O terceiro motivo é que o Brasil possui um “trump card”, com t minúsculo. Um trump card, expressão antiga que antecede a ascensão do empresário com o mesmo nome, é “uma vantagem que torna o jogador mais propenso a ter sucesso do que outros, especialmente algo que outras pessoas não conhecem”, segundo o Cambridge Dictionary. Este trump card é a matriz energética brasileira. Nada menos que 93% da geração de eletricidade no País é renovável, graças às usinas hidrelétricas, eólicas, solares e de biogás. E a cada ano a fatia destes últimos três aumenta.
E quando voltamos nosso olhar à matriz energética, a frota de veículos roda com etanol. O Brasil é o segundo maior produtor e consumidor de biocombustíveis no mundo, atrás apenas dos Estados Unidos, cujo PIB é dez vezes maior. O setor de biocombustíveis, inclusive o biodiesel produzido a partir da soja, conta com o incentivo RenovaBio, que estimula financeiramente a eficiência e boas práticas socioambientais na produção. Centenas de milhares de agricultores utilizam a técnica de plantio direto na lavoura, prática que gera bem menos carbono do que o plantio usado na Europa e nos Estados Unidos. Fazem porque é mais eficiente. E as siderúrgicas brasileiras usam carvão vegetal, de plantações renováveis de eucalipto, ao contrário do carvão mineral usado na maioria dos outros países.
As decisões que sairão de Washington para beneficiar os setores de petróleo e carvão mineral, portanto, terão pouco ou nenhum efeito no Brasil.
A chegada do Trump na Casa Branca será noticiada, pela imprensa mais favorável às iniciativas ESG, como desastrosa, inclusive para o Brasil.
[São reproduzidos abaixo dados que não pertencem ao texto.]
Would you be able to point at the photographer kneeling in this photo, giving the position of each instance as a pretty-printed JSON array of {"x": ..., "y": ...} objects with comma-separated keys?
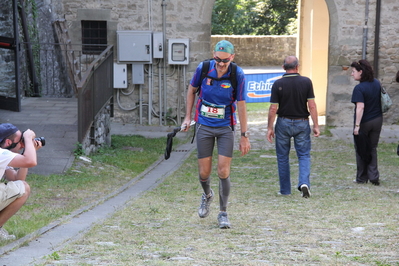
[{"x": 14, "y": 191}]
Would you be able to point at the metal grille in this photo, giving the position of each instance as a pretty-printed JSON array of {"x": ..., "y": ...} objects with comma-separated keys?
[{"x": 94, "y": 36}]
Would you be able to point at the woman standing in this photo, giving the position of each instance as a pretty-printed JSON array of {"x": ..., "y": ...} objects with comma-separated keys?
[{"x": 367, "y": 121}]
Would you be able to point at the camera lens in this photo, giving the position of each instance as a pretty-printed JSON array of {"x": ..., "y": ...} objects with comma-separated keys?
[{"x": 42, "y": 140}]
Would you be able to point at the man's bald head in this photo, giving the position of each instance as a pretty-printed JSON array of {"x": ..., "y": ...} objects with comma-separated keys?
[{"x": 291, "y": 62}]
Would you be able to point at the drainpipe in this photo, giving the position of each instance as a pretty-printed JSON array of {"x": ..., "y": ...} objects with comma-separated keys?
[
  {"x": 16, "y": 56},
  {"x": 32, "y": 72},
  {"x": 164, "y": 61},
  {"x": 365, "y": 31},
  {"x": 377, "y": 37}
]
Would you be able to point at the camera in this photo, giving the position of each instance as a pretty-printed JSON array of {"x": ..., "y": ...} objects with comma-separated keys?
[{"x": 42, "y": 140}]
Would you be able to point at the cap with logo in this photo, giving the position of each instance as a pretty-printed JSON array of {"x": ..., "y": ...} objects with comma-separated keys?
[
  {"x": 7, "y": 129},
  {"x": 224, "y": 46}
]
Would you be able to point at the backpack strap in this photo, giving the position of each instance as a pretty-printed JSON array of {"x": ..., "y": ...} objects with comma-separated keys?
[{"x": 204, "y": 73}]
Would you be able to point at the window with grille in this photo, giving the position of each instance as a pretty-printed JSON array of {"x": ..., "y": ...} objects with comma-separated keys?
[{"x": 94, "y": 36}]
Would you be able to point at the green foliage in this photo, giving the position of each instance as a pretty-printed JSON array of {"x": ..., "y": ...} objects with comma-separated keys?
[
  {"x": 78, "y": 150},
  {"x": 253, "y": 17}
]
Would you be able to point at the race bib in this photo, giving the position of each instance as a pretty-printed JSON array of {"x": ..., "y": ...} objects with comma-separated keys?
[{"x": 213, "y": 111}]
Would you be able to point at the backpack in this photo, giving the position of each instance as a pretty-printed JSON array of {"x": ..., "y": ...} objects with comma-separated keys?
[{"x": 232, "y": 78}]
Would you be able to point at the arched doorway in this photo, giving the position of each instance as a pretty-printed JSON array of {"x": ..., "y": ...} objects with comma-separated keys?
[{"x": 312, "y": 47}]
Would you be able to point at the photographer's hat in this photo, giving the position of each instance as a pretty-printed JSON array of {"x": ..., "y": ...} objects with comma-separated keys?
[
  {"x": 6, "y": 130},
  {"x": 224, "y": 46}
]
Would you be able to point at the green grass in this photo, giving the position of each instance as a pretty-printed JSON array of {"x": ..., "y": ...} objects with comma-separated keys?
[{"x": 55, "y": 196}]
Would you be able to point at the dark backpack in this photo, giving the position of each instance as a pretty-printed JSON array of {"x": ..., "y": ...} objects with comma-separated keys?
[{"x": 232, "y": 78}]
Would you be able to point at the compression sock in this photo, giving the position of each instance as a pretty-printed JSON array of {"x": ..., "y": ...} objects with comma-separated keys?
[
  {"x": 224, "y": 192},
  {"x": 206, "y": 185}
]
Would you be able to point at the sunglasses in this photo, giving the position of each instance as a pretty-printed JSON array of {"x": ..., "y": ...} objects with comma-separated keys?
[
  {"x": 226, "y": 60},
  {"x": 14, "y": 144}
]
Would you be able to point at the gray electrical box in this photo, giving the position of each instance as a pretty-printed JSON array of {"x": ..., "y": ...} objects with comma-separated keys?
[
  {"x": 138, "y": 73},
  {"x": 120, "y": 76},
  {"x": 134, "y": 46},
  {"x": 157, "y": 44},
  {"x": 178, "y": 51}
]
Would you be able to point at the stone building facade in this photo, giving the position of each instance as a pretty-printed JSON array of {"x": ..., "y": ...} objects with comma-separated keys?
[{"x": 192, "y": 20}]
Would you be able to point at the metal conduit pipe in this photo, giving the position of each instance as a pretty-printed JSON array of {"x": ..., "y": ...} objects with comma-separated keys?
[
  {"x": 164, "y": 59},
  {"x": 160, "y": 94},
  {"x": 150, "y": 94},
  {"x": 179, "y": 95},
  {"x": 365, "y": 30},
  {"x": 377, "y": 37}
]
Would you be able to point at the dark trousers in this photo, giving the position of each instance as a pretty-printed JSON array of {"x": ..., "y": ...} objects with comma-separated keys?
[{"x": 369, "y": 172}]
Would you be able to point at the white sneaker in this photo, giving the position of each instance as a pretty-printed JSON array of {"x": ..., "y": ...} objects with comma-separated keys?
[
  {"x": 5, "y": 235},
  {"x": 305, "y": 191},
  {"x": 204, "y": 209}
]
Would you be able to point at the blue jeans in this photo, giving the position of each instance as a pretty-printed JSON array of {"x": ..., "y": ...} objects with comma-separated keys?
[{"x": 285, "y": 129}]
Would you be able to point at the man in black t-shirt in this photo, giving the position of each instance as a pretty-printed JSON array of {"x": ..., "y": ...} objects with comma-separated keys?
[{"x": 292, "y": 100}]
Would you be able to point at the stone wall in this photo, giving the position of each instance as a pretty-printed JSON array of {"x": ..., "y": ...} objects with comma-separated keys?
[
  {"x": 7, "y": 69},
  {"x": 347, "y": 21},
  {"x": 192, "y": 20},
  {"x": 259, "y": 50},
  {"x": 102, "y": 132}
]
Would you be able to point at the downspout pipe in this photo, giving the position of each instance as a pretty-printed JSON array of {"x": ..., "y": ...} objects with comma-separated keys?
[
  {"x": 32, "y": 71},
  {"x": 164, "y": 62},
  {"x": 377, "y": 37},
  {"x": 365, "y": 30}
]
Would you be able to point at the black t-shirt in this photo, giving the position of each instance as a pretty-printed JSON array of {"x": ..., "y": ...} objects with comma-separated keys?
[
  {"x": 368, "y": 93},
  {"x": 292, "y": 93}
]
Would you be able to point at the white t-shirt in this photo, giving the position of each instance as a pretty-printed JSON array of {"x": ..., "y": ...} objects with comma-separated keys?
[{"x": 6, "y": 157}]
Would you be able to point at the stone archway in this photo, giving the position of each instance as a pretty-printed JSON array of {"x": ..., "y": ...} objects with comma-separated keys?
[{"x": 312, "y": 47}]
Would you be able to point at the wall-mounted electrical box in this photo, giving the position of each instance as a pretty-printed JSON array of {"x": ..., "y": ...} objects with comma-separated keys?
[
  {"x": 157, "y": 44},
  {"x": 138, "y": 73},
  {"x": 120, "y": 76},
  {"x": 178, "y": 51},
  {"x": 134, "y": 46}
]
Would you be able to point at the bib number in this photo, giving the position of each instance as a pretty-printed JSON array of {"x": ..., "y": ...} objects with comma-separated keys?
[{"x": 213, "y": 111}]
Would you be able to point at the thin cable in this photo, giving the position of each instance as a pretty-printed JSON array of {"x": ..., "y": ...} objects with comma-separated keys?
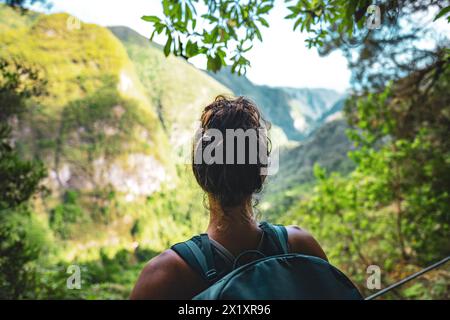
[{"x": 407, "y": 279}]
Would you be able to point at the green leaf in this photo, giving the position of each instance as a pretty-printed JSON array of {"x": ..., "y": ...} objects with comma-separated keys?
[
  {"x": 264, "y": 22},
  {"x": 214, "y": 63},
  {"x": 191, "y": 49}
]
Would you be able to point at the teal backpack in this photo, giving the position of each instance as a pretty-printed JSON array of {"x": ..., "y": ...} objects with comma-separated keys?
[{"x": 286, "y": 276}]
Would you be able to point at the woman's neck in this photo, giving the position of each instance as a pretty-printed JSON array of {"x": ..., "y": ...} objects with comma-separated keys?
[{"x": 235, "y": 228}]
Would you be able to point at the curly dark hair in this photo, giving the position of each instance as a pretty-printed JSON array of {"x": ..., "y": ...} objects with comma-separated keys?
[{"x": 232, "y": 183}]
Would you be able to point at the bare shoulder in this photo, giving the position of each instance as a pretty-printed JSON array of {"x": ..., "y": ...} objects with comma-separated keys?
[
  {"x": 161, "y": 278},
  {"x": 301, "y": 241}
]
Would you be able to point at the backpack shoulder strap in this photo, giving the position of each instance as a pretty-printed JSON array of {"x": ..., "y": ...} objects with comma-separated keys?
[
  {"x": 279, "y": 235},
  {"x": 198, "y": 258}
]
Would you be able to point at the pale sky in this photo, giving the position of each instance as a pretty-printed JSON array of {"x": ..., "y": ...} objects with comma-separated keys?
[{"x": 282, "y": 59}]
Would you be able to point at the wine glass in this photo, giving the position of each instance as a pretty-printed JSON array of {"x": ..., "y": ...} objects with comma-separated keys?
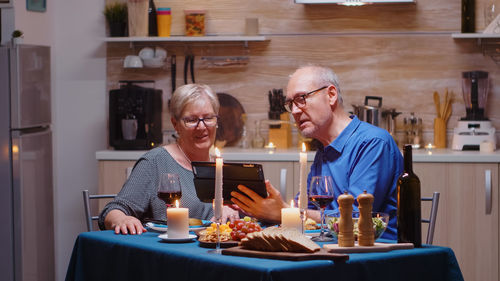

Podemos assistir a medidas que podem ser consideradas como retrocessos, assim como o Farragut viu um dos seus navios afundar repentinamente. Muitos marinheiros de primeira viagem, ou até experientes em ESG, podem se questionar sobre o que fazer.
Nestes momentos, a ordem do vice-almirante permanece válida: “Damn the torpedoes! Full speed ahead”.
Christopher Wells
é consultor em risco socioambiental. Trabalhou 22 anos no Santander Brasil como superintendente da área de risco socioambiental, chegando a ser head global com responsabilidades sobre outros países.